Addressing the sins of consumer psychology via the evolutionary lens
本文提出用进化心理学来改善消费者心理学的研究范围、理论深度、样本偏差、方法固化、跨学科性及可重复性,帮助营销学者和实践者更全面理解消费者行为。
Abstract As is true of any scientific discipline, consumer psychology faces some challenges, many of which can be ameliorated via the use of evolutionary psychology. This includes broadening the scope of the research questions tackled as well as their interestingness; increasing the epistemological and theoretical scope of the discipline; reducing the likelihood of succumbing to the WEIRD sampling bias; decreasing methodological fixation; increasing interdisciplinarity; and augmenting the ethos of replications as well as the field's consilience via the building of consilient nomological networks of cumulative evidence.

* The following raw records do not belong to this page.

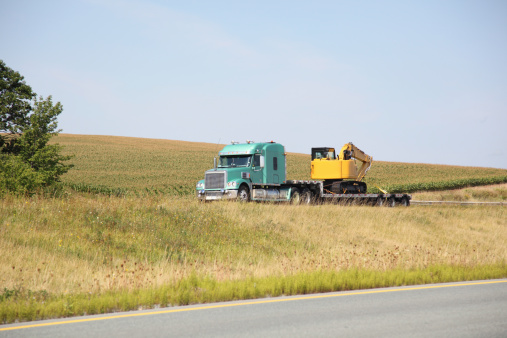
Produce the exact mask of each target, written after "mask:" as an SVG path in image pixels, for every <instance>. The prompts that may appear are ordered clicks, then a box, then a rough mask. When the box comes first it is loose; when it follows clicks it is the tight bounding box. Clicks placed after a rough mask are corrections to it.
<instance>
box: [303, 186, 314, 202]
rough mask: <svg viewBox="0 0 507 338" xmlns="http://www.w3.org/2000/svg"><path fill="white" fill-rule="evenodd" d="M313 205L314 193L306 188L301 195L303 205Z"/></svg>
mask: <svg viewBox="0 0 507 338" xmlns="http://www.w3.org/2000/svg"><path fill="white" fill-rule="evenodd" d="M311 203H312V192H311V191H310V189H308V188H305V189H303V192H302V193H301V204H311Z"/></svg>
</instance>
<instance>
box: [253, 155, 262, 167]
mask: <svg viewBox="0 0 507 338" xmlns="http://www.w3.org/2000/svg"><path fill="white" fill-rule="evenodd" d="M260 166H261V155H260V154H255V155H254V167H255V168H259V167H260Z"/></svg>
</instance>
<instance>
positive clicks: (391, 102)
mask: <svg viewBox="0 0 507 338" xmlns="http://www.w3.org/2000/svg"><path fill="white" fill-rule="evenodd" d="M0 59H3V60H4V62H5V63H6V64H7V66H9V67H10V68H12V69H14V70H17V71H19V72H20V73H21V74H22V75H24V76H25V80H26V82H27V83H28V84H29V85H31V86H32V88H33V89H34V91H35V92H37V93H38V94H40V95H43V96H47V95H52V96H53V99H54V100H55V101H60V102H61V103H62V104H63V107H64V112H63V113H62V115H60V118H59V127H61V128H62V129H63V132H64V133H73V134H94V135H120V136H134V137H148V138H161V139H171V140H186V141H197V142H210V143H217V142H219V141H220V142H221V143H228V142H230V141H231V140H236V141H244V140H247V139H249V140H255V141H269V140H275V141H277V142H280V143H282V144H284V145H285V147H286V150H287V151H289V152H301V153H310V148H311V147H317V146H335V147H341V146H342V145H343V144H344V143H346V142H349V141H352V142H354V143H355V144H356V145H357V146H358V147H359V148H361V149H363V150H364V151H365V152H366V153H368V154H370V155H372V156H373V157H374V159H376V160H385V161H399V162H418V163H438V164H453V165H467V166H485V167H496V168H507V1H504V0H500V1H493V0H481V1H479V0H477V1H467V0H455V1H453V0H437V1H433V0H429V1H428V0H425V1H404V0H400V1H338V0H336V1H318V0H316V1H296V0H291V1H281V0H280V1H276V0H270V1H262V0H261V1H236V0H234V1H220V0H216V1H192V0H185V1H155V0H151V1H137V0H125V1H124V0H111V1H109V0H96V1H94V0H83V1H79V0H77V1H67V0H62V1H51V0H49V1H38V0H33V1H27V0H11V1H9V0H0Z"/></svg>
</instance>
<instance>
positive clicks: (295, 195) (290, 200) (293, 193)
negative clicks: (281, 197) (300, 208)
mask: <svg viewBox="0 0 507 338" xmlns="http://www.w3.org/2000/svg"><path fill="white" fill-rule="evenodd" d="M290 203H291V204H296V205H297V204H300V203H301V194H300V193H299V189H298V188H295V187H292V188H291V192H290Z"/></svg>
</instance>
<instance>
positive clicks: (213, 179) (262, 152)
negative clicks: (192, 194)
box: [196, 142, 287, 201]
mask: <svg viewBox="0 0 507 338" xmlns="http://www.w3.org/2000/svg"><path fill="white" fill-rule="evenodd" d="M286 173H287V172H286V156H285V149H284V147H283V146H282V145H281V144H278V143H275V142H263V143H254V142H247V143H243V144H240V143H236V142H234V143H232V144H230V145H227V146H225V147H224V148H223V149H222V150H221V151H220V152H219V153H218V158H215V161H214V168H213V169H210V170H207V171H206V172H205V173H204V180H200V181H199V182H198V183H197V186H196V194H197V197H198V198H199V199H200V200H205V201H206V200H218V199H237V198H239V199H241V200H250V199H255V196H254V190H255V188H256V187H266V186H279V185H280V184H281V183H282V182H284V181H285V179H286ZM257 190H259V189H257ZM258 193H260V191H258Z"/></svg>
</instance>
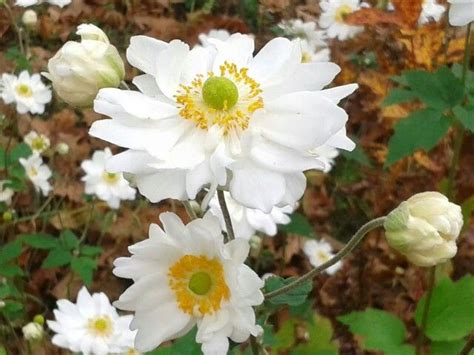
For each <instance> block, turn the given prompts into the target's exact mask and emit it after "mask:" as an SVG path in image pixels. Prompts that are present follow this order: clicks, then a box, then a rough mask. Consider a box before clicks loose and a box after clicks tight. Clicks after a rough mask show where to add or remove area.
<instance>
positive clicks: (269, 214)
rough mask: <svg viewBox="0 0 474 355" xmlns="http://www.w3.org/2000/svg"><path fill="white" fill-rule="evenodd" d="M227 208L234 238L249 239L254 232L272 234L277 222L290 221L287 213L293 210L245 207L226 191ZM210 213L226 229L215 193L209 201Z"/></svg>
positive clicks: (292, 209) (292, 211)
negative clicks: (266, 208) (235, 237)
mask: <svg viewBox="0 0 474 355" xmlns="http://www.w3.org/2000/svg"><path fill="white" fill-rule="evenodd" d="M224 196H225V200H226V204H227V208H228V210H229V214H230V217H231V220H232V227H233V229H234V233H235V237H236V238H243V239H247V240H249V239H250V238H251V237H252V236H253V235H255V233H256V232H261V233H264V234H266V235H268V236H274V235H275V234H276V233H277V224H288V223H290V222H291V219H290V217H289V216H288V215H287V214H288V213H291V212H293V208H291V207H290V206H285V207H273V209H272V211H271V212H270V213H265V212H262V211H260V210H257V209H253V208H247V207H245V206H242V205H241V204H240V203H238V202H237V201H235V200H234V199H233V198H232V197H231V196H230V194H229V193H228V192H225V193H224ZM209 208H210V211H211V213H212V214H213V215H214V216H216V217H218V218H219V221H220V223H221V228H222V230H223V231H226V226H225V221H224V217H223V216H222V211H221V208H220V206H219V201H218V198H217V195H215V196H214V197H213V198H212V199H211V202H210V203H209Z"/></svg>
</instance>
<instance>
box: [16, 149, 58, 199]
mask: <svg viewBox="0 0 474 355" xmlns="http://www.w3.org/2000/svg"><path fill="white" fill-rule="evenodd" d="M20 164H21V165H23V167H24V168H25V171H26V175H27V176H28V178H29V179H30V180H31V182H32V183H33V186H34V187H35V189H36V191H41V193H42V194H43V195H44V196H46V195H47V194H48V193H49V191H51V190H52V187H51V184H50V183H49V182H48V179H49V178H50V177H51V175H52V173H51V170H50V169H49V167H48V166H47V165H45V164H43V159H41V157H40V156H39V155H38V154H33V155H31V156H30V157H29V158H27V159H24V158H20Z"/></svg>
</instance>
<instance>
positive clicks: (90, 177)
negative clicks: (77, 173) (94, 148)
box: [81, 148, 136, 208]
mask: <svg viewBox="0 0 474 355" xmlns="http://www.w3.org/2000/svg"><path fill="white" fill-rule="evenodd" d="M111 156H112V152H111V151H110V149H109V148H105V149H104V150H98V151H95V152H94V154H93V155H92V159H91V160H85V161H83V162H82V164H81V167H82V169H83V170H84V171H85V173H86V175H85V176H84V177H83V178H82V179H81V180H82V181H84V182H85V184H86V186H85V191H86V194H92V195H96V196H97V197H98V198H99V199H101V200H103V201H106V202H107V204H108V205H109V206H110V207H111V208H119V206H120V201H121V200H134V199H135V194H136V191H135V189H134V188H132V187H130V184H129V182H128V181H127V180H125V178H124V177H123V175H122V174H121V173H111V172H108V171H107V170H106V168H105V164H106V162H107V159H109V158H110V157H111Z"/></svg>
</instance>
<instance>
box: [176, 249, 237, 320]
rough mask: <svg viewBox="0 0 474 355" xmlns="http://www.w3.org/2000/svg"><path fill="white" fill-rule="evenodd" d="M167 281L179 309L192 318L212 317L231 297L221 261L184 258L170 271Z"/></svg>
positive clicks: (181, 257) (190, 255)
mask: <svg viewBox="0 0 474 355" xmlns="http://www.w3.org/2000/svg"><path fill="white" fill-rule="evenodd" d="M168 280H169V286H170V288H171V289H172V290H173V291H174V293H175V296H176V300H177V302H178V307H179V308H180V309H181V310H182V311H183V312H185V313H188V314H190V315H193V316H203V315H205V314H212V313H214V312H216V311H218V310H219V309H220V308H221V303H222V302H223V301H225V300H228V299H229V298H230V290H229V288H228V287H227V284H226V281H225V276H224V268H223V266H222V263H221V262H220V261H219V260H218V259H210V258H208V257H207V256H203V255H199V256H197V255H185V256H183V257H181V258H180V259H179V260H178V261H177V262H175V263H174V264H173V265H172V266H171V267H170V268H169V270H168Z"/></svg>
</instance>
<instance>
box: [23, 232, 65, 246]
mask: <svg viewBox="0 0 474 355" xmlns="http://www.w3.org/2000/svg"><path fill="white" fill-rule="evenodd" d="M21 240H22V241H23V242H24V243H25V244H27V245H29V246H31V247H33V248H36V249H54V248H58V247H59V240H58V239H57V238H54V237H53V236H52V235H49V234H46V233H35V234H23V235H22V236H21Z"/></svg>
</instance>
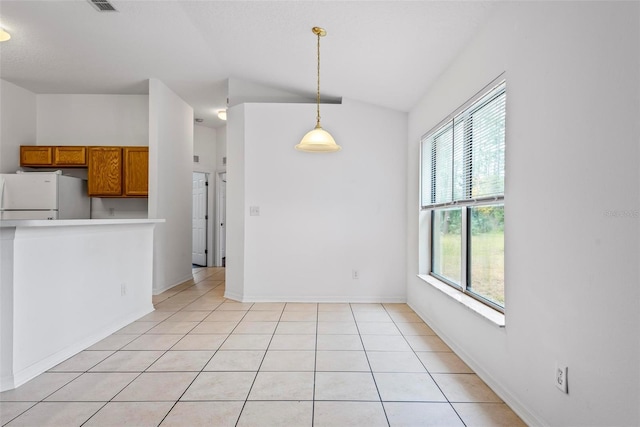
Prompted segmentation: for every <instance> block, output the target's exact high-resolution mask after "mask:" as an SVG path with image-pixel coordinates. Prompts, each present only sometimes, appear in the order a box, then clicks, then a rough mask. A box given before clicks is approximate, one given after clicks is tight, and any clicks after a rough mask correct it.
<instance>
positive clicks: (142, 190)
mask: <svg viewBox="0 0 640 427" xmlns="http://www.w3.org/2000/svg"><path fill="white" fill-rule="evenodd" d="M123 152H124V195H125V196H128V197H147V196H148V195H149V147H124V148H123Z"/></svg>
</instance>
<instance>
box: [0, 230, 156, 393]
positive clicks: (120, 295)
mask: <svg viewBox="0 0 640 427" xmlns="http://www.w3.org/2000/svg"><path fill="white" fill-rule="evenodd" d="M31 222H34V223H37V222H38V221H31ZM68 222H72V223H73V224H71V225H70V224H68ZM68 222H64V223H63V222H58V221H40V223H44V224H29V225H28V226H18V227H17V228H15V227H14V228H10V227H8V226H6V227H2V228H1V229H0V236H2V258H1V260H2V270H3V271H2V283H1V288H2V289H1V294H2V297H3V298H2V323H1V325H0V326H1V327H0V332H1V337H0V348H1V349H2V353H1V356H2V357H1V358H0V368H1V369H0V372H1V373H2V377H0V390H7V389H11V388H13V387H17V386H19V385H21V384H23V383H25V382H26V381H28V380H30V379H32V378H33V377H35V376H36V375H39V374H41V373H42V372H45V371H46V370H48V369H50V368H52V367H53V366H55V365H57V364H58V363H60V362H62V361H63V360H65V359H67V358H69V357H71V356H73V355H74V354H76V353H78V352H79V351H82V350H84V349H85V348H87V347H89V346H90V345H93V344H95V343H96V342H98V341H100V340H102V339H104V338H105V337H107V336H109V335H110V334H112V333H113V332H115V331H117V330H118V329H120V328H122V327H123V326H126V325H128V324H129V323H131V322H132V321H134V320H136V319H139V318H140V317H142V316H144V315H145V314H147V313H149V312H151V311H153V304H152V302H151V281H152V279H151V274H152V259H151V257H152V248H153V226H154V225H153V223H149V222H148V221H147V222H142V223H124V222H121V223H117V224H113V223H112V224H105V223H99V222H98V221H96V222H97V224H96V222H91V223H84V224H81V221H68ZM5 224H6V223H5ZM34 265H36V266H37V268H34ZM7 271H8V273H7ZM7 311H8V312H9V315H8V316H7Z"/></svg>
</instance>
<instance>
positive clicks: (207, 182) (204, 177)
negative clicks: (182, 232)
mask: <svg viewBox="0 0 640 427" xmlns="http://www.w3.org/2000/svg"><path fill="white" fill-rule="evenodd" d="M196 174H201V175H203V176H204V182H205V187H204V267H207V266H209V246H210V244H209V229H210V224H209V173H208V172H200V171H193V172H192V177H193V179H194V181H195V176H196ZM192 199H193V196H192ZM191 206H192V208H193V200H192V204H191ZM191 218H192V222H193V214H192V215H191ZM191 228H192V233H191V235H192V239H193V223H192V225H191ZM191 245H192V246H193V242H191ZM191 261H192V263H193V259H192V260H191Z"/></svg>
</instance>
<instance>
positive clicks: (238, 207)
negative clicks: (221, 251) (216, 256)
mask: <svg viewBox="0 0 640 427" xmlns="http://www.w3.org/2000/svg"><path fill="white" fill-rule="evenodd" d="M245 108H246V105H245V104H240V105H237V106H235V107H231V108H229V109H227V131H226V136H227V139H226V141H227V144H226V154H227V212H226V216H227V226H226V229H227V249H226V270H225V296H227V297H229V298H233V299H236V300H242V299H243V297H244V269H245V266H244V258H245V215H244V213H245V206H246V203H245V190H244V187H245V159H244V155H245V148H244V146H245Z"/></svg>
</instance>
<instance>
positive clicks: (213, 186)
mask: <svg viewBox="0 0 640 427" xmlns="http://www.w3.org/2000/svg"><path fill="white" fill-rule="evenodd" d="M193 155H194V156H198V163H195V162H194V163H193V171H194V172H204V173H207V174H209V175H208V177H207V179H208V182H209V186H208V187H207V215H208V216H209V219H208V220H207V265H209V266H212V265H214V262H213V260H214V240H213V239H214V236H215V224H216V221H215V219H216V215H215V212H216V211H215V209H216V203H215V201H216V185H215V183H216V166H217V161H218V141H217V131H216V129H212V128H208V127H206V126H200V125H195V126H194V128H193Z"/></svg>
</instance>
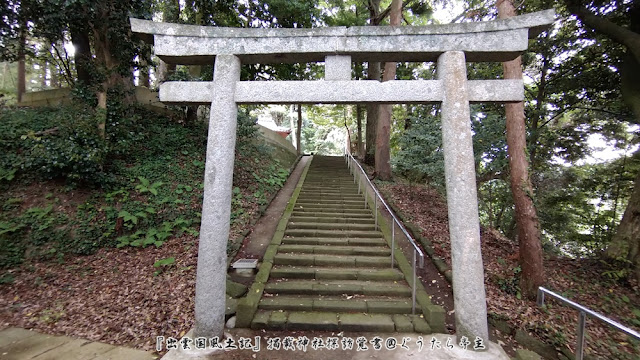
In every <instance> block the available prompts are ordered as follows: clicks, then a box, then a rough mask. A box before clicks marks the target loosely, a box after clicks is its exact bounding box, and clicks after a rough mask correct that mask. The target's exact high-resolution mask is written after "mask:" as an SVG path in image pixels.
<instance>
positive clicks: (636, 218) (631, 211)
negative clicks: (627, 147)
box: [607, 174, 640, 280]
mask: <svg viewBox="0 0 640 360" xmlns="http://www.w3.org/2000/svg"><path fill="white" fill-rule="evenodd" d="M607 256H609V257H610V258H612V259H616V260H622V259H624V260H628V261H630V262H631V265H632V267H633V277H635V279H636V280H640V266H638V265H639V264H640V174H638V176H636V180H635V182H634V184H633V192H632V193H631V197H630V198H629V204H628V205H627V208H626V210H625V211H624V215H622V221H620V225H619V226H618V231H617V232H616V235H615V236H614V237H613V240H612V241H611V244H610V245H609V248H608V249H607Z"/></svg>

Modern‐day consumers exhibit preferences and behaviors that are vestiges of evolutionary forces that occurred long ago in deep evolutionary time. Marketing academics and practitioners alike, seeking to unlock the mysteries of what makes consumers tick, can only be enriched in recognizing that Homo consumericus is a product of the same evolutionary processes that have shaped all life forms. To deny this reality ensures that marketing knowledge will remain largely decoupled from biology, and in doing so engender at best an incomplete understanding of consumer behavior.